Today, a couple articles in particular stuck out to me. One was titled: "The Big Business of Family Detention: It's not just alleged terrorists who are suffering from our inhumane treatment of detainees. It's also children." The second was called: "ICE Raids--Detention Centers Not About Immigration, All About Money!"
These titles disturbed me, even though the issues the articles discuss are well-known subjects to me.
They made me think about my own trip to a local detention center about two weeks ago. Some colleagues of mine had set up the trip so that those of us who work on immigration issues here in Washington could actually see firsthand some of the situations that immigrants deal with.
Overall, the facility was quite well kept and run in an orderly fashion. The guards and superintendent of the facility were unbelievably gracious to our group, spending over 4 hours with us and answering any question that we had.

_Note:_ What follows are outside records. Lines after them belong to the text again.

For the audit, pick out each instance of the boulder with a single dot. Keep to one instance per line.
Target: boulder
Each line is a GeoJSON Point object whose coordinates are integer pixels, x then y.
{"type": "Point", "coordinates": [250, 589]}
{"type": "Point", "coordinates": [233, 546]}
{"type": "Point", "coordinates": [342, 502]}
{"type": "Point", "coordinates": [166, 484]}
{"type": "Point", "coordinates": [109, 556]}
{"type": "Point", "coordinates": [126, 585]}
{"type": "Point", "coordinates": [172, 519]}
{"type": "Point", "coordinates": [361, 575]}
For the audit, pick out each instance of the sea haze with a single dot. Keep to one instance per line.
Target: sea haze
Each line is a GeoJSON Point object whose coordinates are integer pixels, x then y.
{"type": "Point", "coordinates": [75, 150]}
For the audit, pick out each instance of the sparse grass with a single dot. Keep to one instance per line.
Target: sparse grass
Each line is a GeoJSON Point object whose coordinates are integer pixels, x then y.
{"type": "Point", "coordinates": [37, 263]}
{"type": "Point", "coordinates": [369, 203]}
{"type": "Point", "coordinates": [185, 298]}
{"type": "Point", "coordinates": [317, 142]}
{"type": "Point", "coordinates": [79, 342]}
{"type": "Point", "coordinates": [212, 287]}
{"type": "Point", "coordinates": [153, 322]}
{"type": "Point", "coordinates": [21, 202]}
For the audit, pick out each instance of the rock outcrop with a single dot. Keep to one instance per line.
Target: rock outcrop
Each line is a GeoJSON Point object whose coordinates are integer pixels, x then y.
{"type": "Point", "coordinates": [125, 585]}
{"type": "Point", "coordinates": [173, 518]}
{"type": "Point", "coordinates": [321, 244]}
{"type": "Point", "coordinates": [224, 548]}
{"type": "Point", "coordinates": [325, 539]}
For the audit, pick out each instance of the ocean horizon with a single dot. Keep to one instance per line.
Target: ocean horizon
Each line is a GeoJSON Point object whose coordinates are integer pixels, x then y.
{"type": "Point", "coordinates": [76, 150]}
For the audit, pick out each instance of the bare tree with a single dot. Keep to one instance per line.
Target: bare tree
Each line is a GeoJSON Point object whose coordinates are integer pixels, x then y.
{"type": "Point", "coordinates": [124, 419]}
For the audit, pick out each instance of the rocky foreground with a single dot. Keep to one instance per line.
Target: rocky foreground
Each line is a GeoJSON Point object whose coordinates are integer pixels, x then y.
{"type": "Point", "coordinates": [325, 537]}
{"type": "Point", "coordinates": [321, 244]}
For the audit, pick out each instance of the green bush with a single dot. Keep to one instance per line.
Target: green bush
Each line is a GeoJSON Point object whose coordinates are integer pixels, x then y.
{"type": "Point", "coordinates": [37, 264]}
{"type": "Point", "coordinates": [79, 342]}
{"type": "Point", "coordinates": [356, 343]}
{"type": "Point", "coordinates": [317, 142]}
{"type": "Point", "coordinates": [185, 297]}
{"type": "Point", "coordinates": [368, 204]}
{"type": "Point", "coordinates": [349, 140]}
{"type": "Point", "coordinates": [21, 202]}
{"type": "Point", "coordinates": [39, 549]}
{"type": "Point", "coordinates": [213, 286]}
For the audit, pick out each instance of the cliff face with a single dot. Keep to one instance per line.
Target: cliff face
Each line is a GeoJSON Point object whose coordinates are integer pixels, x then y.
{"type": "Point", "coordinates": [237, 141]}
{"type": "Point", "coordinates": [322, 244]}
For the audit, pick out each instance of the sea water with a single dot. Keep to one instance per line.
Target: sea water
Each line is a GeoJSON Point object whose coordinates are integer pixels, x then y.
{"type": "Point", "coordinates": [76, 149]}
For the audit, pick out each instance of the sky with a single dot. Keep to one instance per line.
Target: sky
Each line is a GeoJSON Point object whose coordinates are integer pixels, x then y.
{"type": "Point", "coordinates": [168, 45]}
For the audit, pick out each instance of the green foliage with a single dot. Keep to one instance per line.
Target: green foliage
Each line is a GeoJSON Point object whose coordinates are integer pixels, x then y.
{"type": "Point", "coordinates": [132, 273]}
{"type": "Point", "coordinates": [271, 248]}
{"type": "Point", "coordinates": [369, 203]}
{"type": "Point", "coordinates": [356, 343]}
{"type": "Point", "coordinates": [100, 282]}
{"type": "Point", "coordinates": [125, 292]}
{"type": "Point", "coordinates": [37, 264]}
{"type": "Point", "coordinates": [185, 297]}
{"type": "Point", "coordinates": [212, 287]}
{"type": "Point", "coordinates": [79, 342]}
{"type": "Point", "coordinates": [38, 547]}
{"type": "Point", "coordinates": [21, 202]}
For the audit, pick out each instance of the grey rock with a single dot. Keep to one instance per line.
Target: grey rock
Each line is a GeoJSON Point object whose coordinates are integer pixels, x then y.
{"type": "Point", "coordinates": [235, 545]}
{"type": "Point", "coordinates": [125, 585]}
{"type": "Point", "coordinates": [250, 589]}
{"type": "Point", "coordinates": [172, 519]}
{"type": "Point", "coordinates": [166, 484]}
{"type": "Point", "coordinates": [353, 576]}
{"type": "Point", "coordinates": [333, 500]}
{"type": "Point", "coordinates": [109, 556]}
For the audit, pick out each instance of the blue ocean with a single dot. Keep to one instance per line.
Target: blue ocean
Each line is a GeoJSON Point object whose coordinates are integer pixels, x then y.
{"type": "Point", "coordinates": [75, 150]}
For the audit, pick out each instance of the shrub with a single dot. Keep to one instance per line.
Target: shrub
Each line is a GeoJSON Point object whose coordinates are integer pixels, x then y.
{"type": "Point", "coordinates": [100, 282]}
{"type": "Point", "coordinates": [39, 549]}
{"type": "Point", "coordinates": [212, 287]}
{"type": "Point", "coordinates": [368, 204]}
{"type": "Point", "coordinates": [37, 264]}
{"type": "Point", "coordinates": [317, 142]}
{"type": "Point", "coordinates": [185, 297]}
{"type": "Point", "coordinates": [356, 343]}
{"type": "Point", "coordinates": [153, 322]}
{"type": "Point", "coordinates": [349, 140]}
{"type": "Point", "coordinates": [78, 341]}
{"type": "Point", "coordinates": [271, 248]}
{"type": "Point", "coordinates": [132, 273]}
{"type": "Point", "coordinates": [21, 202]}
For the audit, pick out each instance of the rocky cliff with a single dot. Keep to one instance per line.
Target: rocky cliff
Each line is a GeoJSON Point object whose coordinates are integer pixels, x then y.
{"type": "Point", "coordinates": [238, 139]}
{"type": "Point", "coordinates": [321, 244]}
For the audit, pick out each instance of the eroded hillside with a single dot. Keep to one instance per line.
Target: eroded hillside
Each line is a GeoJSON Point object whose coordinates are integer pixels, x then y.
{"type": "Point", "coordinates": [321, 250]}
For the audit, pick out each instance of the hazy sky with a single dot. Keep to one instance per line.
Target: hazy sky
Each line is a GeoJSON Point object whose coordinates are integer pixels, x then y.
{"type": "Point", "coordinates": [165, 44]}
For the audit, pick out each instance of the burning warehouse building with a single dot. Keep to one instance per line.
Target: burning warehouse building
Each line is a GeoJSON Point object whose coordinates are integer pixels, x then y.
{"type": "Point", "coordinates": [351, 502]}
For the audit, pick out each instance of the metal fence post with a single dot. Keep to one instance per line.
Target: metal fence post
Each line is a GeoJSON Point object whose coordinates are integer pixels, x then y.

The facility didn't appear to be the harrowing place that we hear about in so many news articles where people are abused or dying because of substandard treatment.
However, I think my colleague Katrine from NETWORK (a Catholic social justice lobby) put it best when she wrote:
"Underwear and sunlight, sunlight and underwear. The two never seemed to go together as underwear would theoretically never see sunlight nor sunlight see underwear. I thought that the only commonality was the person, wearing the underwear, basking in the sunlight. I did not realize that at Hampton Roads they would have another thing in common: their classification as non-essentials. So non-essential that the sun is to be felt only through the small crack of one window in a gym, and bras worn only if one has five or ten dollars to pay for a pair from the jail commissary. In the end, a very intriguing and educational tour came down to the simplest of things: underwear and sunlight, sunlight and underwear."
It's the so-called small things that immigrants are deprived of that perhaps is most shocking: underwear, sunlight. No contact visits are allowed. Spouses cannot see each other if they are in the same facility. Parents cannot hug their children. Children are born while their mothers are shackled to the bed.
And you can be in there for years.
And in some facilities, children are held wearing criminal jumpsuits. Children raised behind bars without sunlight and underwear, underwear and sunlight.
All because of civil infractions that are about equal to a traffic ticket in legal terms.
When I think about these realities in relation to the economic gain made by companies who run the immigrant detention centers like those discussed in the two articles I received today, I can't help but envision it as a caricature in which there is a huge corrupt traffic cop with his foot on the roof of a car that he's pulled over, holding the people inside indefinitely and charging them $200 a day for their "criminal activity."
Except in this case, it's a private company and not a cop. And children and families seeking better lives after economic deprivation, war-torn countries, and exploitation rather than someone who drove too fast.